From this work, and other similar unpublished research, I have concluded that a more successful strategy, more successful than institution-based fitness programs, is to use behavioral change strategies to increase habitual activity in children with arthritis — and to try to achieve the important health benefits of exercise that way. One way to do this is to increase physical literacy. For those unfamiliar with the concept, according to The International Physical Literacy Association, “Physical literacy can be described as the motivation, confidence, physical competence, knowledge and understanding to value and take responsibility for engagement in physical activities for life”27.

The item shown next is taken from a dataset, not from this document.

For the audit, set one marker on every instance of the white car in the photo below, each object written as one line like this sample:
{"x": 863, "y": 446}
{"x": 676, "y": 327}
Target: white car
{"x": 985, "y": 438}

However, to know whether improving habitual activity is effective in improving the health of children with arthritis, we need to be able to know whether we are improving habitual activity; i.e., we must be able to measure activity levels.

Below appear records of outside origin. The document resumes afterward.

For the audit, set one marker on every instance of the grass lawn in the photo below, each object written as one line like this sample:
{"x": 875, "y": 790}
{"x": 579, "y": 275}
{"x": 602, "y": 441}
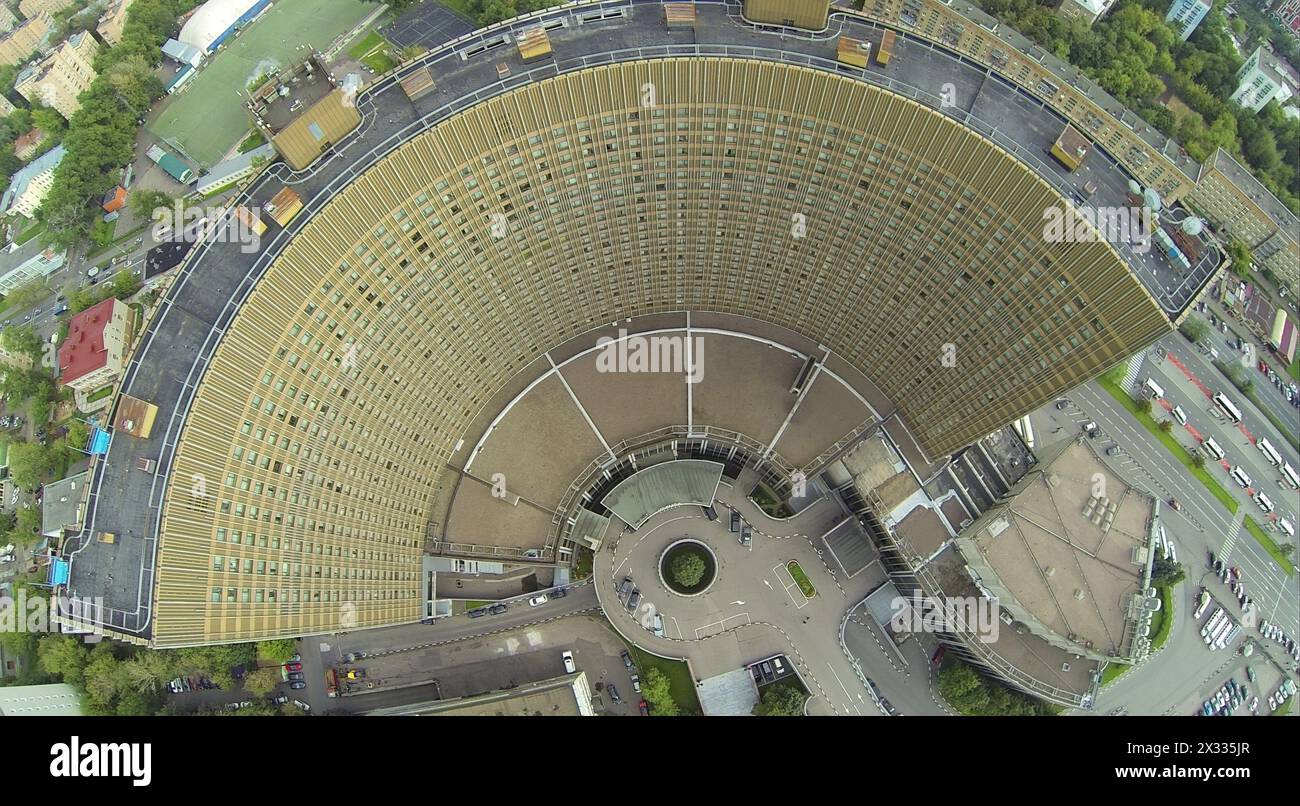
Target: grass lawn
{"x": 1174, "y": 446}
{"x": 372, "y": 40}
{"x": 1272, "y": 547}
{"x": 801, "y": 579}
{"x": 680, "y": 683}
{"x": 208, "y": 116}
{"x": 251, "y": 142}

Traditionally, measurement of activity is done using either questionnaires or devices that measure some aspect of activity, such as pedometers or accelerometers; both have their challenges. While many measures of fitness are very stable (reliable), we and others have found that activity questionnaires for children are much less reliable28. Accelerometry, an objective measure of activity, has validity issues when applied to children with chronic diseases such as arthritis; this is probably because movement patterns and metabolic expenditure are affected in a variety of ways by illness29,30.
In this issue of The Journal, investigators from 3 Dutch cities studied a way of improving the validity of accelerometer measures in childhood arthritis as a substudy of the Rheumates@work study31. A major problem with accelerometers is non-wear time (i.e., time in which the accelerometer is supposed to be worn, but it is not). The investigators posited that activity diary data, in which activity levels every 15 min were recorded by their subjects, could be used to fill in the missing data that resulted from accelerometer non-wear. Not surprisingly, subjects reported more intense activity, and less rest time, in their diaries than was recorded objectively by the accelerometers. When the activity diary was used to correct the estimates of activity (presumed to be under-called by accelerometry because of periods of non-wear), the improvement at the group level was small. However, some subjects, presumably those who wore the accelerometers least often, saw big changes when the diary was used to fill in missing data.
I believe that exercise as medicine for children with arthritis holds great promise. The way to best achieve that promise remains an area of active investigation. We need accurate ways to measure activity as we study new strategies. Armbrust, et al31 have offered up one such strategy. This is an area of research well worth pursuing.